Regulation of neurogenesis by mTOR signalling and its role in epilepsy
We are interested in how the mTOR signal transduction pathway controls neuronal differentiation and the role of this pathway in neurodevelopmental disorders. Hyperactivation of mTOR signalling causes the disease Tuberous Sclerosis Complex (TSC). TSC patients frequently suffer from neurodevelopmental disorders such as epilepsy and autism.
mTOR signalling in neurogenesis
mTOR signalling has critical roles in controlling processes such as cell growth, autophagy and ageing. We discovered a novel role for the mTOR pathway in the temporal control of neuronal differentiation in Drosophila photoreceptor neurons (see Bateman & McNeill, 2004).
More recently we have identified a novel complex of two proteins, Unkempt and Headcase, that act downstream of mTOR to regulate photoreceptor differentiation in Drosophila (see Avet-Rochex et al., 2014). We are currently study the role of the Unkempt and Headcase in the CNS in Drosophila and mammalian models systems. Understanding the function of these proteins and how they are regulated by mTOR will provide novel insight into how mTOR signalling contributes to neurological disorders like epilepsy and autism.
Mitochondrial dysfunction in the nervous system and its role in neurodegenerative disease
Mitochondria are cellular organelles that play vital roles in the generation of cellular energy, apoptosis, cellular calcium buffering and the generation of reactive oxygen species. Mitochondrial dysfunction is increasingly considered to be a critical factor in the development of neurodegenerative disease.

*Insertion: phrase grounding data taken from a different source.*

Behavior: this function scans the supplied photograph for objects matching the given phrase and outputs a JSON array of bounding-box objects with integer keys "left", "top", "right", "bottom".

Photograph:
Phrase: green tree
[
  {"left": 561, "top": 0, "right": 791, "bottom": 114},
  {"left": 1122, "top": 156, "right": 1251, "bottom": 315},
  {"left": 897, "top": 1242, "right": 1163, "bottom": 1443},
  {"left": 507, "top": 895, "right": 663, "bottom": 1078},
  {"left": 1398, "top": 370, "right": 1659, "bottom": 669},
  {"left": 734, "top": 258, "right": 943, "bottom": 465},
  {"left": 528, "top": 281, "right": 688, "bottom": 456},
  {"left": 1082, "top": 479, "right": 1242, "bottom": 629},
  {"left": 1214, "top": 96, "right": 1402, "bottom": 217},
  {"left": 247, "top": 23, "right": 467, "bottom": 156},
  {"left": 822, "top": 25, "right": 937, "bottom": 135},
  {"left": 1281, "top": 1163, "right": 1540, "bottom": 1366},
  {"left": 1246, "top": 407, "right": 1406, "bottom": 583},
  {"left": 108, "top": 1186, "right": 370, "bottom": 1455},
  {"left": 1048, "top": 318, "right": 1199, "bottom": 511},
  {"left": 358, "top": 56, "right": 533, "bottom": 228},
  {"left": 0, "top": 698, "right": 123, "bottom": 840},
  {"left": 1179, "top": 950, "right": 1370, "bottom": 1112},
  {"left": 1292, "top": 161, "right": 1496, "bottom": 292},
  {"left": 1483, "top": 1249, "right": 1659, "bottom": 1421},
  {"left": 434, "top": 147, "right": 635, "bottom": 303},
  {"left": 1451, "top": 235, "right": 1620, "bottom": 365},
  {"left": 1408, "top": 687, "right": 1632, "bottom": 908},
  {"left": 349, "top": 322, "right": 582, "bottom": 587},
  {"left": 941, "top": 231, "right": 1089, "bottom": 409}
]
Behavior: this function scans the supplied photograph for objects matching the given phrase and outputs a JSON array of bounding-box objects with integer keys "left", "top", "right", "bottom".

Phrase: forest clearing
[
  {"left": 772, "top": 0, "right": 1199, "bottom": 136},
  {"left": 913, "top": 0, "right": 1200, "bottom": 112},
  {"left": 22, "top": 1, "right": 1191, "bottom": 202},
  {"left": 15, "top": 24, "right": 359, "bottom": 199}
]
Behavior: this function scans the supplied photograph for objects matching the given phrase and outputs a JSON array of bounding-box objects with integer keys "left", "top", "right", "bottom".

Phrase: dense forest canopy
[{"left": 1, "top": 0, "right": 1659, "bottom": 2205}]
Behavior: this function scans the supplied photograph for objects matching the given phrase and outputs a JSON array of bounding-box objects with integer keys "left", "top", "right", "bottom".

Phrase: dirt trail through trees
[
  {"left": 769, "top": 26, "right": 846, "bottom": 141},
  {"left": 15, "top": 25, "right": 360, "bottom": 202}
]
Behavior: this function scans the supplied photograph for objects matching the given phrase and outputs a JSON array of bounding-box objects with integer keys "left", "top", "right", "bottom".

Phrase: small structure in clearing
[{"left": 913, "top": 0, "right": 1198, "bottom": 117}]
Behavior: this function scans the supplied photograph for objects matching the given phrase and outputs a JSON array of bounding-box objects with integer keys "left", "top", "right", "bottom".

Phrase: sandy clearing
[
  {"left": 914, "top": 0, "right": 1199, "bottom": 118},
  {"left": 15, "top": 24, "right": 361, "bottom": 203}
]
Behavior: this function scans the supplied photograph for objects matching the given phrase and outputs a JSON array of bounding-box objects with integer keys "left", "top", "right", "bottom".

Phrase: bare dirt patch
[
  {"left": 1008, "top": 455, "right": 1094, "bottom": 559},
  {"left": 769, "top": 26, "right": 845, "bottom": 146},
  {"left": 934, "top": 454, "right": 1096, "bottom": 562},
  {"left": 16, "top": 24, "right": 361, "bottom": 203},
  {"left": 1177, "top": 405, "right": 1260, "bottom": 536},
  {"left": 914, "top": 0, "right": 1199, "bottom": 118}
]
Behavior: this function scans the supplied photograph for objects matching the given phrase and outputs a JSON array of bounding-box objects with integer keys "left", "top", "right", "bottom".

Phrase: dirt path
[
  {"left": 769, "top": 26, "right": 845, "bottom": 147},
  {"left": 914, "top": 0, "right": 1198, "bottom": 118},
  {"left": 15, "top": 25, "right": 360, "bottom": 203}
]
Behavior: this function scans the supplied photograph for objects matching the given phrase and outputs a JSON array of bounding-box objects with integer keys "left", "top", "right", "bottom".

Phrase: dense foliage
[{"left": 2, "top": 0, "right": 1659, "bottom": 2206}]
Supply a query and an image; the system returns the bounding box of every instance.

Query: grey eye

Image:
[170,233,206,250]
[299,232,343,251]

We are interested in how neurons respond to mitochondrial dysfunction and how this process can be modified as a treatment for neurodegenerative disease. We have previously used a genetic screen in yeast to identify genes that can prevent mitochondrial DNA loss in yeast and a cellular model of mitochondrial disease (see Iacovino et al., 2009).
Modelling mitochondrial dysfunction in Drosophila
We are currently developing a Drosophila model of neuronal mitochondrial dysfunction and using this to understand how neurons respond to mitochondrial dysfunction in vivo.
Mitochondrial neuropathology in dementia
We also use human neurodegenerative disease tissue to study the changes that result from mitochondrial dysfunction in diseases like Parkinson's (see Gatt et al., 2013).